A LONG REMEMBERING
“The longest thing I remember is the time of the sickness, and my father that was making four straw mats for four brothers that died, and that couldn’t afford coffins. The bodies were put in the mats and were tied up in them. And the second thing I remember is the people digging in the stubble after the oats and the wheat; to see would they meet a potato, and sometimes they did, for God sent them there.”
THE TERRY ALTS
“The Terry Alts were a bad class; everything you had they’d take from you. It was against herding they began to get the land, the same as at the present time. And women they would take; a man maybe that hadn’t a perch of land would go to a rich farmer’s house and bring away his daughter.

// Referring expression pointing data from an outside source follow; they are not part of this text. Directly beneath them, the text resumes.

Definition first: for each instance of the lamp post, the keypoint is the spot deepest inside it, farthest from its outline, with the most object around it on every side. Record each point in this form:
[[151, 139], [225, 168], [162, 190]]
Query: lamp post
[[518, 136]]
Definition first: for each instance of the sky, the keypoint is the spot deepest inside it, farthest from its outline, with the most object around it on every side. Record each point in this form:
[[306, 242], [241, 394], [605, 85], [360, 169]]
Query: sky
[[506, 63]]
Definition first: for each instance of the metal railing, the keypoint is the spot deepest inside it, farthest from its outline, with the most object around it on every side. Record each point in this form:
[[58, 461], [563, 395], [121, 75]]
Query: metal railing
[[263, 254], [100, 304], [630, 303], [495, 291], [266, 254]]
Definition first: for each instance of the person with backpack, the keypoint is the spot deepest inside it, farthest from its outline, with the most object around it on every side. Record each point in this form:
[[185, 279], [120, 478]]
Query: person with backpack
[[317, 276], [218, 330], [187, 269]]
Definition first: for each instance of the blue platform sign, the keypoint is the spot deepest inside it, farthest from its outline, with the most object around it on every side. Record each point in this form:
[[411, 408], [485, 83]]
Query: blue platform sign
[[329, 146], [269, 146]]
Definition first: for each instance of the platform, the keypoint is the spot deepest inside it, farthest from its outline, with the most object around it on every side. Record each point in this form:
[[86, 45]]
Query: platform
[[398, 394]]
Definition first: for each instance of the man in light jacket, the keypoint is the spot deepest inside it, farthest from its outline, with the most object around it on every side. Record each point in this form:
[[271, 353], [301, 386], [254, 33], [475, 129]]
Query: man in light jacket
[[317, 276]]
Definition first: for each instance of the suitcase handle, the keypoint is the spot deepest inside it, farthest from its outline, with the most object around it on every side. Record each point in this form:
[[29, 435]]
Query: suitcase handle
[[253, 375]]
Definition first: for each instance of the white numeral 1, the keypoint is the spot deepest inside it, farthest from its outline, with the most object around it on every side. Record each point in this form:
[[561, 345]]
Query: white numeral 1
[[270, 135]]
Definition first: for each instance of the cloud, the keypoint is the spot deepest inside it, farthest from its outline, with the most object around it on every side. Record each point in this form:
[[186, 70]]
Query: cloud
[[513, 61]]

And I, supposing, to have some spite against you, I’d gather a mob and do every bad thing to destroy you. That is the way they were, a bad class and doing bad deeds.”
THE ’48 TIME
“Thomas Davis was a great man where poetry is concerned, and a better than Thomas Moore. All over Ireland his poetry is, and he would have done other things but that he died young. That was the ’48 time. The ’48 men were foolish men; they thought to cope with the English Government. They went to O’Connell to get from him all the money he had gathered, for they had it in their head to use that to make a rise against England. But when they asked O’Connell for it he told them there was none of it left, not one penny. Buying estates for his children he used it, and he said he spent it on a monastery. I don’t know was he speaking truth. Mahon made a great speech against him, and it preyed on O’Connell, and he left the country and went away and died in some place called Genoa. He was a very ambitious man, like Napoleon. He got Emancipation; but where is the use of that? There’s Judge O’Brien, Peter the Packer, was calling out and trying to do away with trial by jury. And he would not be in his office or in his billet if it wasn’t for O’Connell. They didn’t do much after, where they didn’t get the money from O’Connell. And the night they joined under Smith O’Brien they hadn’t got their supper. A terrible cold night it was, no one could stand against it. Some bishop came from Dublin, and he told them to go home, for how could they reach with their pikes to the English soldiers that had got muskets. The soldiers came, and there was some firing, and they were all scattered. As to Smith O’Brien, there was ten thousand pounds on his head, and he hid for a while. Then at the last he went into the town of Clonmel, and there was a woman there in the street was a huckster, and he bade her give him up to the Government, for she would never earn money so easy. But for all she was worth she wouldn’t do that. So then he went and gave himself up, and he was sent to Australia, and the property was given to his brother.”